Vorgell shifted beside him, and Madd looked over to see that the basilisk had crawled back into the barbarian’s hand. The big man stroked her rosy crest while she fixed Madd with a beady glare. Madd sighed. He could see already that getting Vorgell to hand the thing over to Ibeena was going to be difficult. Why was nothing in his life easy?

Reannry popped to her feet and went to her bundles again. She emptied out one of the sacks, only to fill it again with items she pulled from the others.

“Where are you going?” Madd demanded, though he guessed what she was doing. “They’ve got nearly a whole day lead on you.”

“And that’s why I’m going to have to move fast,” she said. “It’s a couple hours from here to the nearest oak walk.” She finished her packing and, leaving the contents of the sacks in disarray, headed for the door.

“Wait!” Vorgell boomed. “There’s a better way. Madd can—”

“No, Madd can’t.” Madd glared at Vorgell for even thinking about it.

“Why not? You did it after we escaped from the tower. It was a small effort, but it got us to Gurgh.”

“To Rattail Alley, the only place I knew well enough to go. But what if that’s guarded?” Rattail Alley being guarded was far from his greatest concern though.
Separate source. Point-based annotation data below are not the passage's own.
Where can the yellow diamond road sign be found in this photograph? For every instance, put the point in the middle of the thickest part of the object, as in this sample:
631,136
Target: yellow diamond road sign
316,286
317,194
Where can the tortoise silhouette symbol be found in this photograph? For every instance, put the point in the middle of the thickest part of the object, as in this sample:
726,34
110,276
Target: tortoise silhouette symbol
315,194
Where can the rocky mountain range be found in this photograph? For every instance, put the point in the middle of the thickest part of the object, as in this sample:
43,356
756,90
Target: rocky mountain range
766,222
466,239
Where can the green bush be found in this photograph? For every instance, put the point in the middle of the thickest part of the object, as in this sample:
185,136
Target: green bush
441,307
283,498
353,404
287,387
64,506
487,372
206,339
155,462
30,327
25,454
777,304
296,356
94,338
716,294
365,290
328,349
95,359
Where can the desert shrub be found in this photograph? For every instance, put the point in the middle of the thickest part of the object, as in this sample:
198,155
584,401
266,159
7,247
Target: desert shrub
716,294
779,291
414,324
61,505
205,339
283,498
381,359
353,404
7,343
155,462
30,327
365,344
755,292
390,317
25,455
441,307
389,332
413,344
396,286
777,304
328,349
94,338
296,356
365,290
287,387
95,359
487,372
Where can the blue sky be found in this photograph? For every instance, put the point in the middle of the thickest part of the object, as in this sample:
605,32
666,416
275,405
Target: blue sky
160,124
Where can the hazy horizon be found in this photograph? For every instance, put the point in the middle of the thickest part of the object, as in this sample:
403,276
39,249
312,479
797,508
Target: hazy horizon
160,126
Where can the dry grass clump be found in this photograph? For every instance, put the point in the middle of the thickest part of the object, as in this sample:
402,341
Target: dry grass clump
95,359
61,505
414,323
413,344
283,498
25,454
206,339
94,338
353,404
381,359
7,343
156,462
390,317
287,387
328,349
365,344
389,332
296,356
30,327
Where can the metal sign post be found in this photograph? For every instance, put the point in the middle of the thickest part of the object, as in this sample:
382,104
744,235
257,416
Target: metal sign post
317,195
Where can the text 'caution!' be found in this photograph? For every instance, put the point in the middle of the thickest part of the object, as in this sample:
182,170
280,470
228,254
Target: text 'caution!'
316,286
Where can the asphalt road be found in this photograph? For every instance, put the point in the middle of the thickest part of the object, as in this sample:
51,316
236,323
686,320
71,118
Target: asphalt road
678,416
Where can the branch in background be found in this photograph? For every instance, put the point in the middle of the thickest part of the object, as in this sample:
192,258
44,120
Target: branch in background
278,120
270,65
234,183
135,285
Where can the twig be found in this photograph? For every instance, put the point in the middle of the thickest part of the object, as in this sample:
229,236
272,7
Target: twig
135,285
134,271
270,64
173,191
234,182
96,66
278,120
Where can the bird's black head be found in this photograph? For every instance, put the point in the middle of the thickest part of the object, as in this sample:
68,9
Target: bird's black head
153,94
Vorgell was unfazed. “I have sword and mace. If we encounter soldiers, we shall not be long inconvenienced.” He speared Madd with a gaze as commanding as that of any border lord. “We can’t let her go alone. Reannry helped us. Now we have to help her rescue her sister.”
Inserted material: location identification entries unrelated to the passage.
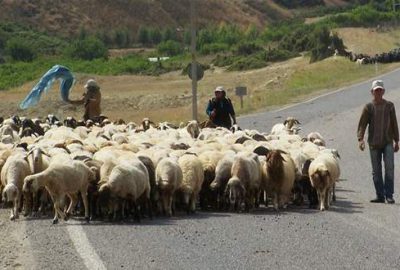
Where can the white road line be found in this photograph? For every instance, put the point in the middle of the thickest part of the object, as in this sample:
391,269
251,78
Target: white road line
84,248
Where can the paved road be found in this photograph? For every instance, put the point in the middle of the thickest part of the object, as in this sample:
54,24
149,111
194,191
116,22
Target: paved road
353,234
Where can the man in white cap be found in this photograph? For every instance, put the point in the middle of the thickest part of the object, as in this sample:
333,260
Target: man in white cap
220,109
91,99
383,140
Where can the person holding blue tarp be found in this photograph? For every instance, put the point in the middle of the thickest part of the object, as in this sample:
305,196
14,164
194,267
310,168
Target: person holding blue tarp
91,99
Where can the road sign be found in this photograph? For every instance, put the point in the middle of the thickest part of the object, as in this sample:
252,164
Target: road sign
200,71
241,91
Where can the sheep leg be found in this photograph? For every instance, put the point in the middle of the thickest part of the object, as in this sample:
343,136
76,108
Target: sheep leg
276,201
73,201
85,204
321,197
334,193
327,198
169,209
57,210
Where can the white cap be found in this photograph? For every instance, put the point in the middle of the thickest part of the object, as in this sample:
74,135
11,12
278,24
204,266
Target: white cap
377,84
91,83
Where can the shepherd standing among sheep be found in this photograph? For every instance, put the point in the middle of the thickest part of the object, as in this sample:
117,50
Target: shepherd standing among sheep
383,139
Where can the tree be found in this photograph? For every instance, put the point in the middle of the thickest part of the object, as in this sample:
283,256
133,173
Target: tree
143,35
155,36
170,48
88,49
19,50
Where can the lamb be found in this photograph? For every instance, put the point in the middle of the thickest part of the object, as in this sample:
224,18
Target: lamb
193,128
60,179
222,175
289,126
324,171
15,169
38,162
245,181
316,138
209,159
168,178
129,180
280,173
192,179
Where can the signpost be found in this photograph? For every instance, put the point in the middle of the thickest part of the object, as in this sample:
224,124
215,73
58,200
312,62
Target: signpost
241,91
193,52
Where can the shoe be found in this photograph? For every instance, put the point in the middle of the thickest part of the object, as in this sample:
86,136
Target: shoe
378,200
390,200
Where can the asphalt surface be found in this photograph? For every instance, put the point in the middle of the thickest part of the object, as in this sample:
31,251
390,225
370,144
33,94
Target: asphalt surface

And Madd wanted to. He really did. Gillja had helped him when no one else would. She could have just abandoned him as her husband’s bed boy, but even when he had been cast into a cell… she had been kind. She’d given him a blanket, and wholesome food, and saw to his comfort in a dozen small ways. He knew too few truly good, gentle people, but Gillja was one of them. That she was in the hands of wizards now was something his mother would want him to remedy. And his Gran had charged him to help Gillja, give her a spell, which he’d done… possibly to her harm, now that she was in wizard hands.